Among all tested configurations, the Neuro-symbolic QSAR model (NeSyDPP-4) performed best using a combination of CDK extended and Morgan fingerprints. The model achieved an accuracy of 0.9725, an F1-score of 0.9723, an ROC AUC of 0.9719, and a Matthews correlation coefficient (MCC) of 0.9446. These results outperformed the baseline DNN and Transformer models, as well as existing state-of-the-art (SOTA) methods. To further validate the robustness of the model, we conducted an external evaluation using the Drug Target Common (DTC) dataset, where NeSyDPP-4 also demonstrated strong performance, with an accuracy of 0.9579, an AUC-ROC of 0.9565, a Matthews Correlation Coefficient (MCC) of 0.9171, and an F1-score of 0.9577.

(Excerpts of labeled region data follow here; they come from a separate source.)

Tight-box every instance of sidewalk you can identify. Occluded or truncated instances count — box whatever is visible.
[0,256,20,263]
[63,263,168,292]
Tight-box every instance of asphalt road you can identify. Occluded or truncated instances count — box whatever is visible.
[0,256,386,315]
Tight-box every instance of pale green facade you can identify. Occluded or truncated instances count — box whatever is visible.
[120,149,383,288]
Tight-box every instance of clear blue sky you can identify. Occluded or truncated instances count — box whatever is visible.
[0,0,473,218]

These findings suggest that the NeSyDPP-4 model not only delivered high predictive performance but also demonstrated generalizability to external datasets. This approach presents a cost-effective and reliable alternative to traditional vivo screening, offering valuable support for the identification and classification of biologically active DPP-4 inhibitors in the treatment of type 2 diabetes mellitus (T2DM).

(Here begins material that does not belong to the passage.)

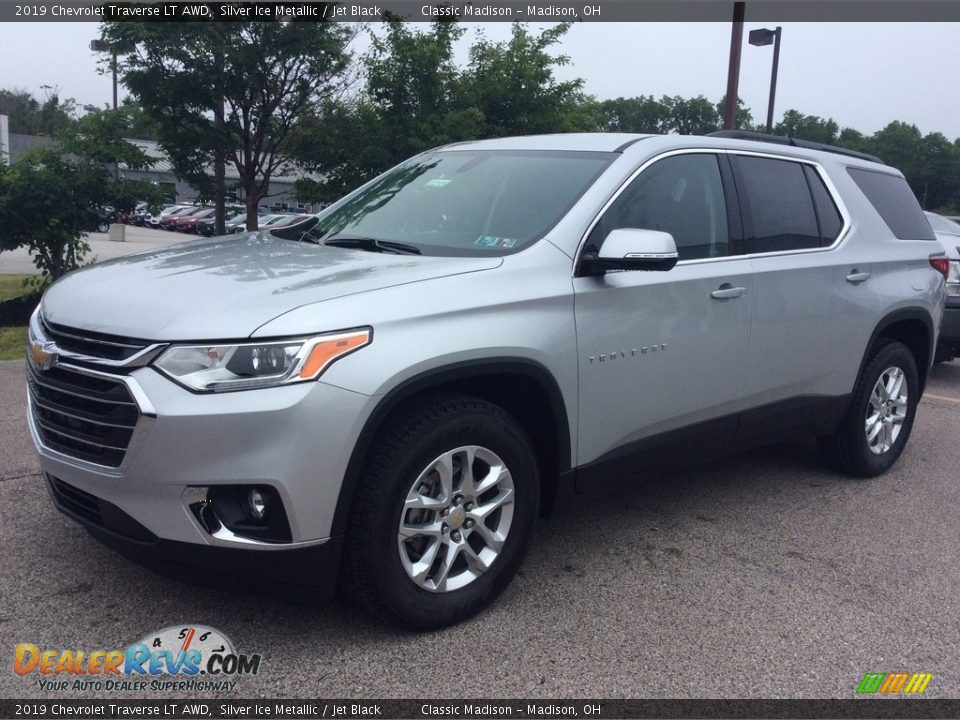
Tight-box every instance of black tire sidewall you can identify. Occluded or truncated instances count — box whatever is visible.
[369,412,539,629]
[844,342,920,477]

糖尿病(DM)是一种全球性流行病,是全球十大主要死因之一(世界卫生组织,2019年),预计到2030年将升至第七位。美国国家糖尿病统计报告(2021年)指出,有3840万美国人患有糖尿病。二肽基肽酶-4(DPP-4)是美国食品药品监督管理局(FDA)批准的用于治疗2型糖尿病(T2DM)的靶点。然而,目前的DPP-4抑制剂可能会引起不良反应,包括胃肠道问题、严重关节疼痛(FDA安全警告)、鼻咽炎、过敏反应和恶心。此外,新型药物的研发以及DPP-4抑制作用的评估成本高昂且往往不切实际。这些挑战凸显了迫切需要高效的方法来促进更安全、更有效的DPP-4抑制剂的发现和优化。

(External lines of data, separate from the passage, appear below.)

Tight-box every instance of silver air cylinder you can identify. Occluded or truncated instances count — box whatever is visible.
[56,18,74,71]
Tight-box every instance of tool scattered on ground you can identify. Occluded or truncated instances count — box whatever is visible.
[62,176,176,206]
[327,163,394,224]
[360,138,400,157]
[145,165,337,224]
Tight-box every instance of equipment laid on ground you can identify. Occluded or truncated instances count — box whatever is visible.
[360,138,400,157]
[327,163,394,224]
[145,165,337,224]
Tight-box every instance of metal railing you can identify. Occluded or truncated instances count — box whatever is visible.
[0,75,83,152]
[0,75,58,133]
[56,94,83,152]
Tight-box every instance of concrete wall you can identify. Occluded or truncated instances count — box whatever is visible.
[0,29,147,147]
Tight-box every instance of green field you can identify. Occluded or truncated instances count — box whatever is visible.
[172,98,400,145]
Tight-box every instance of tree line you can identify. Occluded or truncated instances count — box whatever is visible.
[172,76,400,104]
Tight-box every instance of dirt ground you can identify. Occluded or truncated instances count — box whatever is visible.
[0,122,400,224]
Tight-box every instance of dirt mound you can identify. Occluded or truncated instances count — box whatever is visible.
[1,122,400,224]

定量构效关系(QSAR)建模是一种广泛应用于评估化学物质性质的计算方法。在本研究中,我们采用了一种神经符号(NeSy)方法,即逻辑张量网络(LTN),来开发一个能够识别潜在小分子抑制剂并预测生物活性分类的DPP-4 QSAR模型。为了进行比较,我们还使用深度神经网络(DNN)和Transformer实现了基线模型。总共从ChEMBL、PubChem、BindingDB和GTP收集了6563条生物活性记录(基于SMILES的化合物及其IC值)。用于模型训练的特征集包括描述符(CDK扩展PaDEL)、指纹(摩根指纹)、化学语言模型嵌入(ChemBERTa-2)、LLaMa 3.2嵌入特征和物理化学性质。
在所有测试配置中,神经符号QSAR模型(NeSyDPP-4)使用CDK扩展指纹和摩根指纹的组合表现最佳。该模型的准确率为0.9725,F1分数为0.9723,ROC曲线下面积(AUC)为0.9719,马修斯相关系数(MCC)为0.9446。这些结果优于基线DNN和Transformer模型以及现有的最先进(SOTA)方法。为了进一步验证模型的稳健性,我们使用药物靶点通用(DTC)数据集进行了外部评估,其中NeSyDPP-4也表现出强大的性能,准确率为0.9579,AUC-ROC为0.9565,马修斯相关系数(MCC)为0.9171,F1分数为0.9577。
这些发现表明,NeSyDPP-4模型不仅具有较高的预测性能,而且对外部数据集具有通用性。这种方法为传统的体内筛选提供了一种经济高效且可靠的替代方案,为2型糖尿病(T2DM)治疗中生物活性DPP-4抑制剂的识别和分类提供了有价值的支持。